The Role of Edema in Diffuse Sclerosis and Other Leukoencephalopathies

Abstract
The pathologic changes associated with broad zones of demyelination of the cerebral white matter, the diffuse sclerosis group, are analyzed with respect to the contribution of cerebral edema to their pathogenesis. The characteristics of cerebral edema in general are reviewed, and the interpretation offered that only one type of cerebral edema, that characterized by an extracellular accumulation of fluid, occurs in man. In the diffuse sclerosis group, edema is most readily recognized by the tendency for the arcuate zone of the white matter to be spared when the deeper white matter is severely degenerated. Edema is demonstrated in metachromatic leukodystrophy, globoid cell leukodystrophy, adrenoleukodystrophy, disorders of amino acid metabolism, trauma, hypertensive disease, radiation effect, diffuse hypoxia with acidosis, and other conditions, i.e., both in disorders of myelin metabolism and in conditions in which normal myelin is injured by extrinsic influences. These groups cannot be consistently distinguished morphologically, in part because the injury by edema often obscures any primary morphologic change which may have been present.
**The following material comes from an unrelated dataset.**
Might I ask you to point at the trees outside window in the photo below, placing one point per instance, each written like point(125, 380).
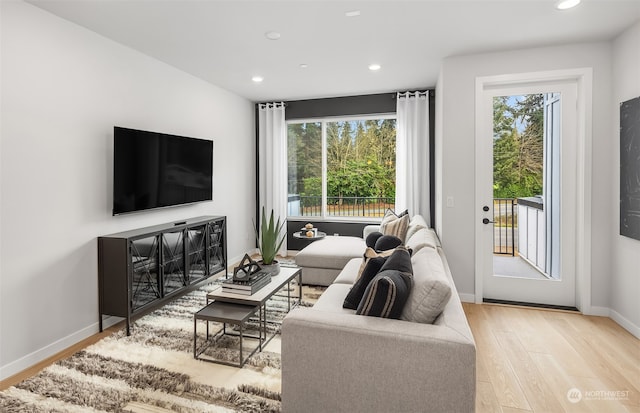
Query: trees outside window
point(341, 167)
point(518, 141)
A familial tendency does not necessarily denote a metabolic abnormality specifically related to the chemistry of a myelin constituent, since the lesions might result from edema induced by some other type of familial process. Such familial processes might be metabolic, but are not specifically related to myelin formation or catabolism, as might be true of diseases like phenylketonuria or maple syrup urine disease. Edema may also occur in instances in which a familial disease induces diffuse hypoxia and acidosis, as exemplified by two instances of severe white matter degeneration in subacute necrotizing encephalomyelopathy; one of these is an additional instance of apparent ‘crib death’ by this cause.